La jeune fille et la mort
Pour son premier long-métrage en tant que réalisatrice, la comédienne italienne Valeria Golino, qu’on a pu voir notamment dans Respiro, Actrices ou Les Beaux Gosses, n’a pas choisi la facilité – au moins, accordons-lui cette ambition. En effet, elle dresse le portrait d’Irène, une jeune fille plutôt solitaire, que son entourage imagine étudiante, alors que, sous un nom d’emprunt, Miele, elle aide des personnes en phase terminale à mourir dans la dignité à l’aide de produits vétérinaires qu’elle se procure sans ordonnances lors de ses séjours réguliers au Mexique. Au sein d’une organisation clandestine, au sujet de laquelle la réalisatrice reste dans le flou, Miele assure avec tact et distance ses missions jusqu’au jour où son nouveau ‘client’, un certain Monsieur Grimaldi, a recours à ses services, non pour motif de maladie incurable ou dégradante, mais parce qu’il est à ce point dégoûté de l’existence qu’il préfère mettre fin à ses jours mais ne trouve pas lui-même le courage de se suicider.

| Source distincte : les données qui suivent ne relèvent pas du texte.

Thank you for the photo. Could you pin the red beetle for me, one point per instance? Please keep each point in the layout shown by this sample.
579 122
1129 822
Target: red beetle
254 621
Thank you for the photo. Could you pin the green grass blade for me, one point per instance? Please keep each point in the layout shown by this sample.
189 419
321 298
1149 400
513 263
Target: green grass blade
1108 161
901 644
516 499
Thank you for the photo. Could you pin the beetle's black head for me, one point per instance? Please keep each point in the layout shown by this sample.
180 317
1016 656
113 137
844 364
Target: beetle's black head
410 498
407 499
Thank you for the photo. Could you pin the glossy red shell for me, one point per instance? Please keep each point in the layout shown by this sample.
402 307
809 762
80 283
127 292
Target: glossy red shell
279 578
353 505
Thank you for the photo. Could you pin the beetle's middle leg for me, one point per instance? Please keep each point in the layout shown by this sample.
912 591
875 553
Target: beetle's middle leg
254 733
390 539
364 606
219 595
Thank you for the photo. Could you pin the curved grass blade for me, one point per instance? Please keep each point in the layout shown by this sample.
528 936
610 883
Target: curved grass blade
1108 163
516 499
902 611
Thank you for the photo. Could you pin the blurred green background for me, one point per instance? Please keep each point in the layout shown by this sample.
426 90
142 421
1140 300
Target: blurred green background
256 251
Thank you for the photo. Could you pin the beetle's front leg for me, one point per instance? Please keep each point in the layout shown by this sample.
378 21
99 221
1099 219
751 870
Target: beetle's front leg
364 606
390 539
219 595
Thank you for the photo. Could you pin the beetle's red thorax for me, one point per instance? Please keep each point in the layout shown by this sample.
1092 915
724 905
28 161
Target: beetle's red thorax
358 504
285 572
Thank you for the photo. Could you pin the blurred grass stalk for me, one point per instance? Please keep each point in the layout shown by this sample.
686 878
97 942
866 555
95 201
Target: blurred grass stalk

Paradoxalement, Miele souffre de l’évolution volontariste du scénario qui conduit d’une part à la prise de conscience de la jeune fille sur son étrange activité (pas tant son bien-fondé que son rejaillissement sur sa propre vie) et d’autre part à l’ébranlement de l’homme désireux d’en finir dans ses certitudes, les deux se rapprochant dans une amitié intime, sinon équivoque et paternaliste. On préfère davantage le film lorsqu’il montre Miele dans l’accomplissement de ses missions, l’organisation de ses voyages et la complexité de ses rapports aux autres (père, amant, rares amis) biaisés par la falsification. Habitant une petite maison au bord de la mer, Miele éprouve le besoin viscéral de s’y plonger dans une intention de purification et, peut-être, d’oubli. Le film ne porte aucun jugement sur la pratique illégale (et très controversée en Italie, comme le montrait en avril dernier La Belle Endormie de Marco Bellocchio) de l’euthanasie, mais s’intéresse aux répercussions psychologiques sur Miele. Le ton est souvent inattendu, privilégie les ruptures à l’aune d’une héroïne fragmentée et perdue à laquelle la jolie Jasmine Trinca prête ses traits anguleux et androgynes. Le film n’évite cependant pas quelques afféteries (utilisation de la musique, flous artistiques et images très léchées) et fonctionne sur la répétition (les déplacements outre-Atlantique et les ‘opérations’ toujours captées avec justesse, sans apitoiement lacrymal ni détachement cynique), c e qui, au final, circonscrit l’ensemble à un tableau qui, dans une dénaturation dommageable, perd sa singularité pour gagner en convention et normalisation. Comme si, en définitive, Valeria Golino avait craint d’aller jusqu’au bout de son sujet inhabituel et (faussement ?) dérangeant.